9. Georgia Tech -Avery Barkley: Besides that voice, Scarlett is a doll. That’s why we hate what the doucher Avery put her through. The former live-in BF of Scarlett is in his own band (is everyone in Nashville attempting a career in music?) and been trying to make it. After finally getting some looks at clubs, he sleeps with an agent to get him and his boys ahead, causing the demise of Scarvery (Averlett?). We figure this is like the demise of the Thriller Dome. UNC was awful playing in Atlanta but GT has a brand new arena. Good riddance, right? Problem is, the bones of the new Thriller Dome are the same as the old, as is the roof, so it’s not like it really went anywhere. Avery is sure to stay around and meddle with Scarlett’s life. Poor girl.

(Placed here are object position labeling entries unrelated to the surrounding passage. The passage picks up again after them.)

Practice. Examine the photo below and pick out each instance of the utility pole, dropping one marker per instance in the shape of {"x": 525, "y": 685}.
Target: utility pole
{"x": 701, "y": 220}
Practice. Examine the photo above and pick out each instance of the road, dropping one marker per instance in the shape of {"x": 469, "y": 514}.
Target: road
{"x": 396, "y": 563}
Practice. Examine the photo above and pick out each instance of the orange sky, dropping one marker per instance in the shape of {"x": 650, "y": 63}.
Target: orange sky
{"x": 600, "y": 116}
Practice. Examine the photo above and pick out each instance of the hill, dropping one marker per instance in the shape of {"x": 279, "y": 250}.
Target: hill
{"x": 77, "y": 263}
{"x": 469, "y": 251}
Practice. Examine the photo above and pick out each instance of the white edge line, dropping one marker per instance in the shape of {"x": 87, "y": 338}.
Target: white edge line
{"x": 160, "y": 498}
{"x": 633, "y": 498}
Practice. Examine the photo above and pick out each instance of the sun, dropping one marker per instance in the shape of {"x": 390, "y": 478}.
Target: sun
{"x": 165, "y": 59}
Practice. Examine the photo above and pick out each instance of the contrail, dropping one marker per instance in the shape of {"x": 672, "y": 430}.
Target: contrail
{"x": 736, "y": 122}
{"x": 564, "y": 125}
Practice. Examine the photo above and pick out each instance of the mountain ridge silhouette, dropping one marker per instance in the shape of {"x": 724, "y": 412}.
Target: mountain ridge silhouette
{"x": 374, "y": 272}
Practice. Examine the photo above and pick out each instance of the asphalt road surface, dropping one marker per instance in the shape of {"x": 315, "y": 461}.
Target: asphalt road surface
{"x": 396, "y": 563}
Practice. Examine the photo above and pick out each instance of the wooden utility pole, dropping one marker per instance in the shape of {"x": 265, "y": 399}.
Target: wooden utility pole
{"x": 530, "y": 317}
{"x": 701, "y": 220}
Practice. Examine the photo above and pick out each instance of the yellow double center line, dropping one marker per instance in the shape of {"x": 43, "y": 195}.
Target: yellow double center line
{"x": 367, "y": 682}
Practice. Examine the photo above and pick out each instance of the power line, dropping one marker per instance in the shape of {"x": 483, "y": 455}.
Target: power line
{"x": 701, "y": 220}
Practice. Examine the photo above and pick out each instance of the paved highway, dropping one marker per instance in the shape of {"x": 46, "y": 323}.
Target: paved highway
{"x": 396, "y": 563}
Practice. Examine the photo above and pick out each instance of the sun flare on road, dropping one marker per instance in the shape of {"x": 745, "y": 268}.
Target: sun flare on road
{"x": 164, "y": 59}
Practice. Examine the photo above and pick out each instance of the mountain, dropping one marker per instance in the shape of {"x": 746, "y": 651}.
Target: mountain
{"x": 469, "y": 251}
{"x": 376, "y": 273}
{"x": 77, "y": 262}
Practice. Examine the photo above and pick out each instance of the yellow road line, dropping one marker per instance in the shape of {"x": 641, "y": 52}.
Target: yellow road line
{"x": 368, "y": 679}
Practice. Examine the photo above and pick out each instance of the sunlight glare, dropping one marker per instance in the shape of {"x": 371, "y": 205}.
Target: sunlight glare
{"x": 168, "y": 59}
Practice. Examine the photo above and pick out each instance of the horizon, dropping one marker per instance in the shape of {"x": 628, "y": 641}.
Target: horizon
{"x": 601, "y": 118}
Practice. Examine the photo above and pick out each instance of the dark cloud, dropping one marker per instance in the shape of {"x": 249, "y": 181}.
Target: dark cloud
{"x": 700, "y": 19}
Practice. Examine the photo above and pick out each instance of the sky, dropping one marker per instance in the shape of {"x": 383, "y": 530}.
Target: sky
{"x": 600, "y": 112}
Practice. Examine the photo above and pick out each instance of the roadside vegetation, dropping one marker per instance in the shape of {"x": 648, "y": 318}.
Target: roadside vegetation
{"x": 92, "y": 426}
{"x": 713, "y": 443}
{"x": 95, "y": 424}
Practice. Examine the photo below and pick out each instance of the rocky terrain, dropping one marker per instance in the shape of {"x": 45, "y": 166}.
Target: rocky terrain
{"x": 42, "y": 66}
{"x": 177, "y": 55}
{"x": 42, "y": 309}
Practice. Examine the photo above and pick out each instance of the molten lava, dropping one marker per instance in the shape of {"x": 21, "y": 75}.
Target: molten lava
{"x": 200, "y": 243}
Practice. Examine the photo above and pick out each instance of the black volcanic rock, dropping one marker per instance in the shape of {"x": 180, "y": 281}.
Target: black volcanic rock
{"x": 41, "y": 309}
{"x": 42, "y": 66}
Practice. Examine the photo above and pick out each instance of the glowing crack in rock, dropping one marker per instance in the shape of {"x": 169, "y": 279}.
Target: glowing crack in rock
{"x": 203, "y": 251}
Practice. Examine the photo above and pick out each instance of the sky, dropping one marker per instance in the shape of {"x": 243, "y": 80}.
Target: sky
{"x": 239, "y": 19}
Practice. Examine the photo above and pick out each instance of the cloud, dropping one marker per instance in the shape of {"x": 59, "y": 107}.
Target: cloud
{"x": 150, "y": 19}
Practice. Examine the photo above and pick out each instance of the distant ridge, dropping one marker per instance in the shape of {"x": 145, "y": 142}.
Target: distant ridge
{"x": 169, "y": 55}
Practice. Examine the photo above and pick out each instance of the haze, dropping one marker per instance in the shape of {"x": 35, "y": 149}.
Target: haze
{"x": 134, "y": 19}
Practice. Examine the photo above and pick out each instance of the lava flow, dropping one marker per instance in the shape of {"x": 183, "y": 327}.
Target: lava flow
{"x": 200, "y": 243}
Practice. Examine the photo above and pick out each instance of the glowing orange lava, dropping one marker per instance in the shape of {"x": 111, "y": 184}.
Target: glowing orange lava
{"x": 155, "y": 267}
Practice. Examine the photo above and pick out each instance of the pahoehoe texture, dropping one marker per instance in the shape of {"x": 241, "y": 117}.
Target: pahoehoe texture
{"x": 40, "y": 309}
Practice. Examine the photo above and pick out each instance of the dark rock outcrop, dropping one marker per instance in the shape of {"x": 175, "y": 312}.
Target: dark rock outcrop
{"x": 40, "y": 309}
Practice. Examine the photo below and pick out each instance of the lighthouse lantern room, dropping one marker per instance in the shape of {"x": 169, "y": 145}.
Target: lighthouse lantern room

10. Clemson - Liam McGuinnis: Liam is helping Rayna get her groove back, he’s kind of a drunk, and a wild card. Clemson seems to be getting its groove back under Brad Brownell after years of getting Purnell’d, but the Tigers are also a wild card. They’ll go out and get beaten by an absolutely TERRIBLE Purdue team, and then take Arizona down to the wire almost a week later.
11. Boston College - Sean Butler: Nashville’s requisite Tim Tebow character. Sean’s the golden boy QB who was a stud in college but his first year in the NFL has been awful. BC is a good Catholic school that was decent inDonahue’s first year but has fallen to a godawful state. Sean gets set up with Juliette to help clean up her image and make him look like a real person, but, surprise, he won’t have sex with Juliettebecause he’s saving himself for marriage. In the winter finale Juliette decides she’s had enough and proposes to him. Basically, Sean is a little BITCH! BC lost to Harvard for like the 5th straight year and is also a little BITCH. Ergo, BC=Sean.
12. Wake Forest - Jolene Barnes: Juliette’s drug addict mom, probably sees those ugly yellow tie-dye shirts every time she closes her eyes. Juliette just can’t get her out of her life completely like Wake can’t get Bzdelik out.